Neighbors, who knew the ER nurse, say Stiles' death comes as a shock.

Across the street from St. Nicholas Elementary School, hangs a red sign on a Will Kelley Road home. It's a reminder to neighbors of what happened there on April 9th.

“You hear the ambulance coming down the street and you’re curious and concerned about your neighbors,” says Bob Kienel.

Bob Kienel was doing yard work when an ambulance flew by him.

“It seemed like they got half of Hamilton County and the City of Chattanooga down there," Kienel says. "It seemed like they were down there probably a good six hours.”

Chattanooga police arrived to find 28-year-old Matthew Stiles lying on the sidewalk unresponsive and showing signs of drug exposure.
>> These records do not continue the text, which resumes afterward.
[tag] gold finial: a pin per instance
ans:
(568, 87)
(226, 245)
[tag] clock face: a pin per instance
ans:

His wife was disoriented and confused about how long he'd been there. 

“When you’re young you tend to think you're bullet proof and you can do some of this stuff,” says Kienel.

According to 911 call logs, a hazmat team was dispatched to collect evidence and decontaminate the scene of fentanyl, a synthetic byproduct of meth. 

“Between 400 to 6,000 times more potent than 100% pure heroin,” says David Bayshore, a certified indoor environmentalist.

The home, built last year, is now condemned because of what hazmat crews found. “Keeping the property opened and aired so when you get in it’s dissipated to a point there isn't that much clean up.”

Bayshore says this type of drug can spread through the air or by contact. Simply breathing it in or touching it can be dangerous or even fatal.

“If somebody comes into the house and their arm would brush against the wall or leaning on a surface, they are absorbing these chemicals through the blood, and can have effects,” says Bayshore.

For neighbors news of Stiles death is difficult to understand. He worked as an emergency room nurse at Memorial Hospital.

“In any neighborhood, I think it would be shocking. This is especially quite, family neighborhood. We're all shocked,” says Kienel.

A spokesperson for Memorial Hospital says the drugs found in Stiles' home did not come from the hospital he worked in. An audit was taken following Stiles' death and no drugs were missing.